İlk öykünüz Pembe’nin kendi hikayesiyle başlıyor ve okuru kendi dünyasına alarak burada kalın, size daha ne hikâyeler anlatacağım diyor adeta. Tıpkı postallar altında dağılıp ezilen karanfillerin, papatyaların, nergislerin, güllerin artan kokuları, rayihaları gibi… Bu anlamda ezilmek, aynı zamanda yeniden filizlenmenin, yeniden umutlanmanın başladığı noktadır diyebilir miyiz?
Kırıldığımız yerden filizleniriz yoksa çürür gideriz. Bedenimiz, yaralarımızı ve hastalıklarımızı iyileştirmek için uğraşır, didinir. Başaramazsa yenik düşer. Ruhumuz da acılarımızı dindirmek için uğraşır. Hayatımızı devam ettirebilmek için pedal çevirmeliyiz bisiklette olduğu gibi. Bu içimizdeki çiçeğin yeşermesi için de geçerli. Bence eylemle, hareketlilikle, mücadeleyle güzelleşiyor insan. Yoksa yaşam devam etmez. Dünya hep hareketlilik içerinde olmasaydı canlılar yaşayamazdı.
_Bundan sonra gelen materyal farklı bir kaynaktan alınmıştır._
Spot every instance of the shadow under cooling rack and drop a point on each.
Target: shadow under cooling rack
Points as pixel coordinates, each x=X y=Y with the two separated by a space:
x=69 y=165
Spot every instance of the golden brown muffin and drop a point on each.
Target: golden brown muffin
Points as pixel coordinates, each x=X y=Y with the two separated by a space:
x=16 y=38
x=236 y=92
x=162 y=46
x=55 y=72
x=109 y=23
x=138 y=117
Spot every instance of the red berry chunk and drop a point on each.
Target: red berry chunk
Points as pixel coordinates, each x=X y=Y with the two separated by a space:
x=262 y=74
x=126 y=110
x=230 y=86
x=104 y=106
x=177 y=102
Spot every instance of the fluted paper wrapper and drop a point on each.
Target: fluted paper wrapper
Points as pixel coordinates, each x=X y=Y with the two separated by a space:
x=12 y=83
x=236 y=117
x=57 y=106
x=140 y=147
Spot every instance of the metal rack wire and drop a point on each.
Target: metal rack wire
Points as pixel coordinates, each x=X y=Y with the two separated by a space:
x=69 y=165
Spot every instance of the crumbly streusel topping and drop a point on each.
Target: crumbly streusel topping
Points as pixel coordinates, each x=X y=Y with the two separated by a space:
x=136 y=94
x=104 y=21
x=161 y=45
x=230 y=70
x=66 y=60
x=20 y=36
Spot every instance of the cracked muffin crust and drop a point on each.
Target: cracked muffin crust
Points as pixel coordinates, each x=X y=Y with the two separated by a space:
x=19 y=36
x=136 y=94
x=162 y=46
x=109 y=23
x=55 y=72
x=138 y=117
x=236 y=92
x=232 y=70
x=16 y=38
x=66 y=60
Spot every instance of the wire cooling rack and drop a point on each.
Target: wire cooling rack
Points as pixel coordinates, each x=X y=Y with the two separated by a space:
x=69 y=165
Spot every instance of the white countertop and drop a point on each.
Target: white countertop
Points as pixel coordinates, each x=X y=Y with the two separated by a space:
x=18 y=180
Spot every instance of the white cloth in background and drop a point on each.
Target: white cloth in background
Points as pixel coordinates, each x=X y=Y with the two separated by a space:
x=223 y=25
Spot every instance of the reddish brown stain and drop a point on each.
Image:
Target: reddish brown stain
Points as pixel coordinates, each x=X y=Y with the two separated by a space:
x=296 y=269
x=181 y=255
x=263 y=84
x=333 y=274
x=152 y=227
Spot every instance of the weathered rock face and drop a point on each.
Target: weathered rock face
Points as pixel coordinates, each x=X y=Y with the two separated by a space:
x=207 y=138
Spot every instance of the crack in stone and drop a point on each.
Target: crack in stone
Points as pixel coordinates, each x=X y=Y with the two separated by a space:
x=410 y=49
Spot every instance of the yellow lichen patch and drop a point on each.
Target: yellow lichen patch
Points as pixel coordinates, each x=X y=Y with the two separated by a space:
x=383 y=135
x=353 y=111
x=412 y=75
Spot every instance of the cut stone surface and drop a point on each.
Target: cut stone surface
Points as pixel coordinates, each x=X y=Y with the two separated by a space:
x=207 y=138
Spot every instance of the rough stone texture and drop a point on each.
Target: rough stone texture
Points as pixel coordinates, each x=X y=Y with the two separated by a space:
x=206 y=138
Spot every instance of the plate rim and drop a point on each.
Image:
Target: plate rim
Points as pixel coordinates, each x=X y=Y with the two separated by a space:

‘SEVGİNİN HOR GÖRÜLDÜĞÜ BİR DÜNYADA ANTİDEPRESAN SATIŞLARI ARTIYOR’
“Yalancı Yeni Dünya” ve “Yapay Zeka” adlı öyküleriniz bilim kurgu, hatta fantastik öğeler barındırırken günümüzün gerçeklerinden ayrılmak bir yana bu gerçeklerin daha iyi anlaşılmasını sağlıyor. Özellikle yapay zekanın hayatlarımıza hızla ve kontrolsüzce girmeye başlaması bir yazar hassasiyeti taşıyan Özge Doğar’ı endişelendiriyor mu? Renkli çiçeklerimizin, düşlerimizin, yaşamlarımızın yerini renkli hapların aldığı ruhsuz bir yeni dünyaya ne kadar uzaklıktayız?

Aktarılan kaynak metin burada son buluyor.